Six Sigma in manufacturing was originally created in 1986 by Motorola as a set of tools and templates to improve manufacturing processes. Six Sigma is all about making processes more effective and efficient, by decreasing production costs and increasing product quality.
Six Sigma relies on measurable data used in manufacturing, as well as process tasks used to create the product/service.
What Does One Do with the Data?
Once the goal has been established for the business or organization, there’s a very precise template that has four phases:
- Define: Identify, prioritize and select the key project.
- Measure: Establish current baseline data, establish key project processes and measure current performance levels.
- Analyze: Identify variables, process inputs, key process causes for variables.
- Improve: Generate ideas, identify and evaluate solutions for your issue and develop an implementation plan.
- Control: Establish methods and document them for managing all the changes you’ve made on a full scale.
The DMAIC outline above is a very basic, easy to follow template. The template is a guideline; the tools that you use to establish the information needed make this whole process easy to follow.
One of the most important Six Sigma elements to implement is Six Sigma culture. Yes, knowledge of the processes and how to apply Six Sigma tools as well as methods are very important. But it is the involvement of the entire organization that does the trick.
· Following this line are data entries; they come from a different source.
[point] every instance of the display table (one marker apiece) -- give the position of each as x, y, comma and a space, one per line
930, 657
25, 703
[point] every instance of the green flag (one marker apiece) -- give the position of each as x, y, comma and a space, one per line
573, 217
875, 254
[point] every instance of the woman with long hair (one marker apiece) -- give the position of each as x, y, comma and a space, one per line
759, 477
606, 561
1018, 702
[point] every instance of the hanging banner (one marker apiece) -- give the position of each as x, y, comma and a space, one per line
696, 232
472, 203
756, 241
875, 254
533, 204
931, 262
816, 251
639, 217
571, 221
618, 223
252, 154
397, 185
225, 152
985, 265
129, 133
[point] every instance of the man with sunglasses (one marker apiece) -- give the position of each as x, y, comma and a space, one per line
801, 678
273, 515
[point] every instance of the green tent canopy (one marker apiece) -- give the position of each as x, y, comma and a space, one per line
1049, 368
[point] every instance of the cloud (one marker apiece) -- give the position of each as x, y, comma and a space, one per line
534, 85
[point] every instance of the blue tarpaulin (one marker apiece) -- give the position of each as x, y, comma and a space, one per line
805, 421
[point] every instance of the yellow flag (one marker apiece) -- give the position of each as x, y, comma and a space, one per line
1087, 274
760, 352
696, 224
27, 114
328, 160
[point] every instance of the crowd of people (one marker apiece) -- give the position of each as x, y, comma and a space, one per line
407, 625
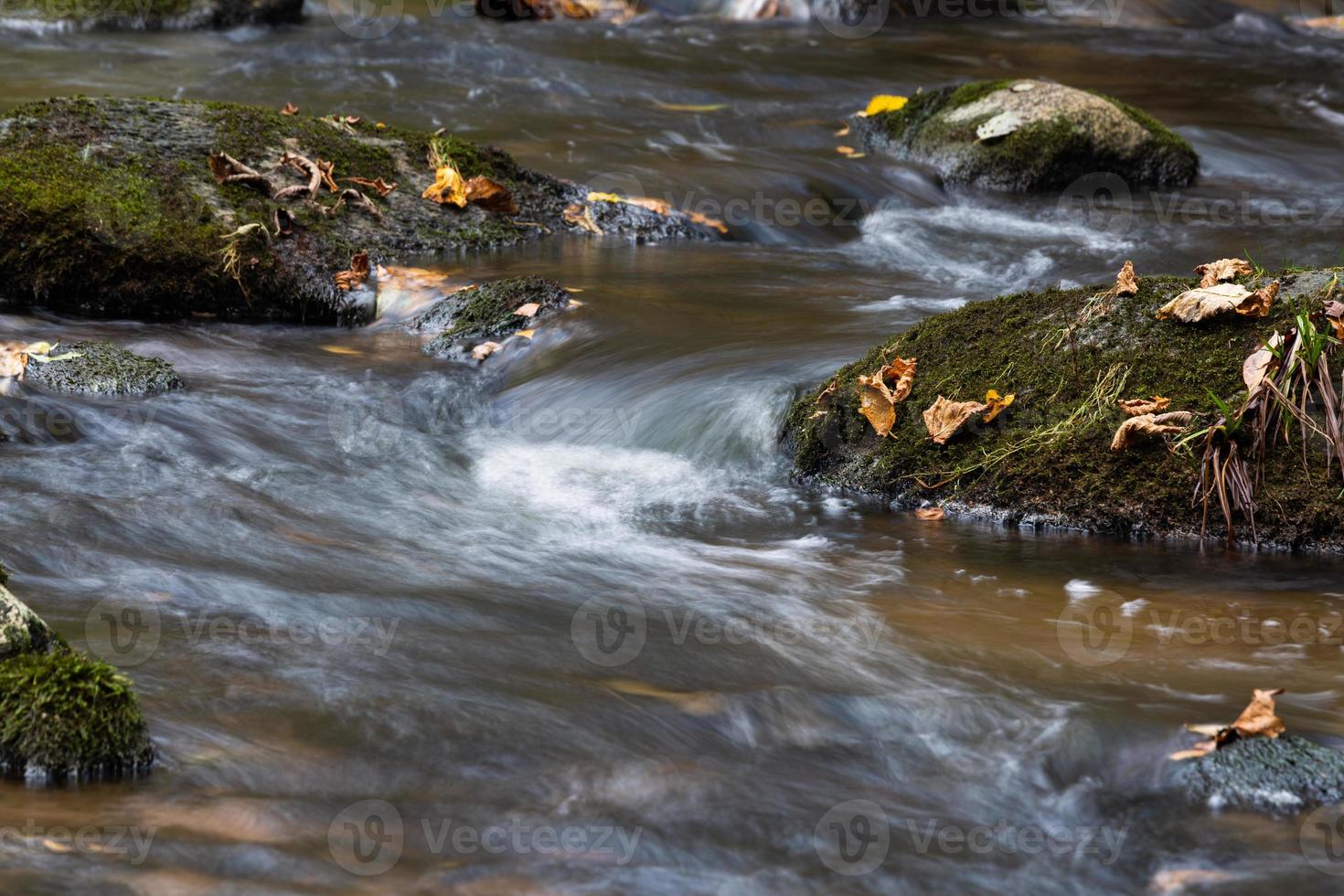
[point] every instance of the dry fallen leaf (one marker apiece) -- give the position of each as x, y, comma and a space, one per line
1210, 301
448, 188
1125, 281
997, 403
581, 215
944, 418
378, 186
357, 272
491, 197
1261, 361
484, 351
1257, 720
878, 402
1223, 269
1140, 406
1135, 427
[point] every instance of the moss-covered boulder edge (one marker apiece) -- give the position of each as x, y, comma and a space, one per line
109, 208
1062, 134
148, 15
62, 712
1046, 461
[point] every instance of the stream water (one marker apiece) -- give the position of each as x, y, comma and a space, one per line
366, 589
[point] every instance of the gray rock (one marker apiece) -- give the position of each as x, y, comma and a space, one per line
1275, 775
1029, 134
103, 368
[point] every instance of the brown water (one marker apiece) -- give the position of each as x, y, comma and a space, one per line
368, 575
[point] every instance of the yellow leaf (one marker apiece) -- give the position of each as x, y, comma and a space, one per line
997, 403
680, 106
448, 187
884, 102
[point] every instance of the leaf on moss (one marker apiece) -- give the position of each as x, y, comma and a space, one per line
1136, 427
945, 418
581, 215
1223, 269
1200, 304
884, 102
997, 403
448, 188
1260, 363
489, 195
378, 186
1125, 281
485, 349
1258, 719
1140, 406
357, 274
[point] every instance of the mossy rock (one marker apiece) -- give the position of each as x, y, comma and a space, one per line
103, 368
486, 314
1058, 136
1047, 458
149, 15
109, 208
20, 629
1283, 774
62, 713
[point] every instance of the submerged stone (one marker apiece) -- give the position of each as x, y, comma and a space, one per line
1277, 775
103, 368
111, 208
1031, 134
149, 15
1046, 461
486, 312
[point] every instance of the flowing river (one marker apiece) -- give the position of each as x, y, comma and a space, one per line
360, 574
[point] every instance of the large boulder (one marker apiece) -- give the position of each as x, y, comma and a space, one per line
1283, 774
149, 15
1047, 460
62, 713
102, 368
113, 208
1029, 134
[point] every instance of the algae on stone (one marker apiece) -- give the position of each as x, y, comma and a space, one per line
1058, 136
1047, 457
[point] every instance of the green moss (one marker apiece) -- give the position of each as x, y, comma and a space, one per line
69, 713
1008, 344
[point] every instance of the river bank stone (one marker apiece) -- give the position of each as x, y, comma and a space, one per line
109, 208
486, 314
148, 15
1029, 134
1047, 457
103, 368
62, 713
1283, 775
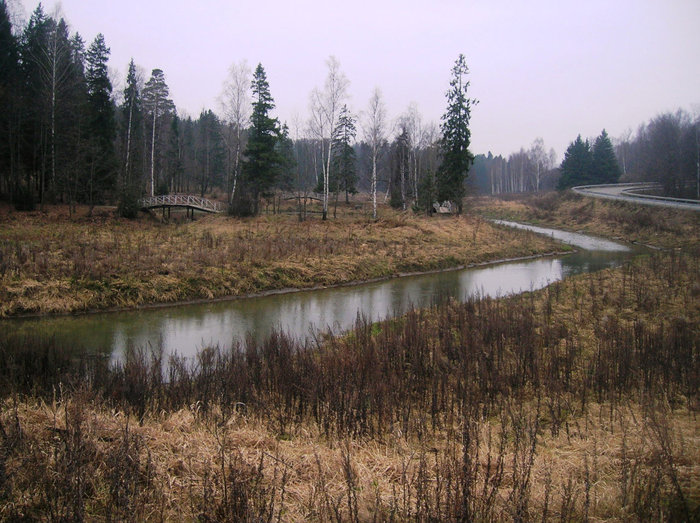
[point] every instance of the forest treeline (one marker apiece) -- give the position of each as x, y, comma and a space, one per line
665, 150
67, 136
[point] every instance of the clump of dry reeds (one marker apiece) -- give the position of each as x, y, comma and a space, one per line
570, 403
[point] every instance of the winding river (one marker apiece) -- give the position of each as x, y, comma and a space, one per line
186, 328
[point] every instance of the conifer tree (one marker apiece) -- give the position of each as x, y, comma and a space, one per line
9, 101
132, 143
577, 167
605, 166
157, 104
262, 160
456, 136
343, 172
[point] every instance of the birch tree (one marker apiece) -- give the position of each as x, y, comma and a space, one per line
456, 136
539, 159
236, 104
325, 106
374, 128
157, 104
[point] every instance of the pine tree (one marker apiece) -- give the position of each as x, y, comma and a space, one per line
605, 166
343, 172
101, 123
132, 145
157, 104
577, 167
288, 165
456, 157
262, 160
9, 101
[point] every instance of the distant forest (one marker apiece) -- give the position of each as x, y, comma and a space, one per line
664, 150
67, 136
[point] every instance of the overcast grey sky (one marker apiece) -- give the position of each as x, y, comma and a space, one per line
549, 68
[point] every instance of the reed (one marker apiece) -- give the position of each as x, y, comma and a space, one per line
578, 401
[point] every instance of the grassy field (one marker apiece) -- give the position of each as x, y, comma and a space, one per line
575, 402
655, 226
52, 264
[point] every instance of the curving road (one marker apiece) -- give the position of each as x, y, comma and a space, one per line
634, 192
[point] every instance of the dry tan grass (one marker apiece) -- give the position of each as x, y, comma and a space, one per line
51, 264
602, 463
308, 472
656, 226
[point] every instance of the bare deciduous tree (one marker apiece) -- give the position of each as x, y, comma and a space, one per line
325, 106
236, 104
374, 128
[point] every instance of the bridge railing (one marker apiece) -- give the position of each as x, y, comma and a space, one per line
181, 200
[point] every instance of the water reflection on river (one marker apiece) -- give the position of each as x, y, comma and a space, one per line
185, 329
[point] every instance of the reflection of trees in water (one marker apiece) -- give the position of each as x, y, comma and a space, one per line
186, 328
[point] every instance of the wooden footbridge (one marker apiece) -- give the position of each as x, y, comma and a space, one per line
186, 201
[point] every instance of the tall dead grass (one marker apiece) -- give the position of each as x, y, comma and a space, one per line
576, 402
58, 266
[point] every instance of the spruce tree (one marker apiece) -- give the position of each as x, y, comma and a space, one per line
577, 167
605, 166
132, 145
343, 172
157, 104
101, 123
262, 160
9, 100
456, 157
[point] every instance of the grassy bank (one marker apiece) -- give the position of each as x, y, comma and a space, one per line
576, 402
657, 226
52, 264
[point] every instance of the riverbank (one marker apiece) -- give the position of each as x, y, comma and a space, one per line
655, 227
53, 264
575, 402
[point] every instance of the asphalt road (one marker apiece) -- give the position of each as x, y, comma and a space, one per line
628, 192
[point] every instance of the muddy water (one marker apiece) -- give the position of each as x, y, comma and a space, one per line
185, 329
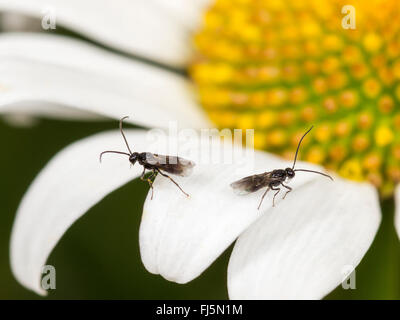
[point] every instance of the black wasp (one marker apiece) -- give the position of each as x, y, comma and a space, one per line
156, 163
272, 179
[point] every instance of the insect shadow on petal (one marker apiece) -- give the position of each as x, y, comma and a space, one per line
155, 163
273, 180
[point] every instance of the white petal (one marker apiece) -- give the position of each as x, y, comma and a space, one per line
397, 209
180, 237
40, 71
71, 183
303, 248
136, 26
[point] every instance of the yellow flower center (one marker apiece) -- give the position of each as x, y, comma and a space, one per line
281, 66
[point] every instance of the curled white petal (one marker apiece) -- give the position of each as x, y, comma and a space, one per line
303, 248
180, 237
136, 26
70, 184
39, 72
397, 209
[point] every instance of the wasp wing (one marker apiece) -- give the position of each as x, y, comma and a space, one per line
174, 165
251, 183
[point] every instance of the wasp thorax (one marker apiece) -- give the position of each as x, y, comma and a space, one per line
289, 173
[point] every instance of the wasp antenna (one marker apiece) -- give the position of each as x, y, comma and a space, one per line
321, 173
298, 146
123, 135
111, 151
For example, who defines what needs improving? In the traditional company culture, it would be senior managers and department heads. In a culture that implements the Six Sigma philosophy, everyone has a say in defining what needs improving, from the senior managers to the actual team members. After all, why shouldn’t they? Usually it is the actual team member/staff that does the work, so ideas will flow as to how to make processes better.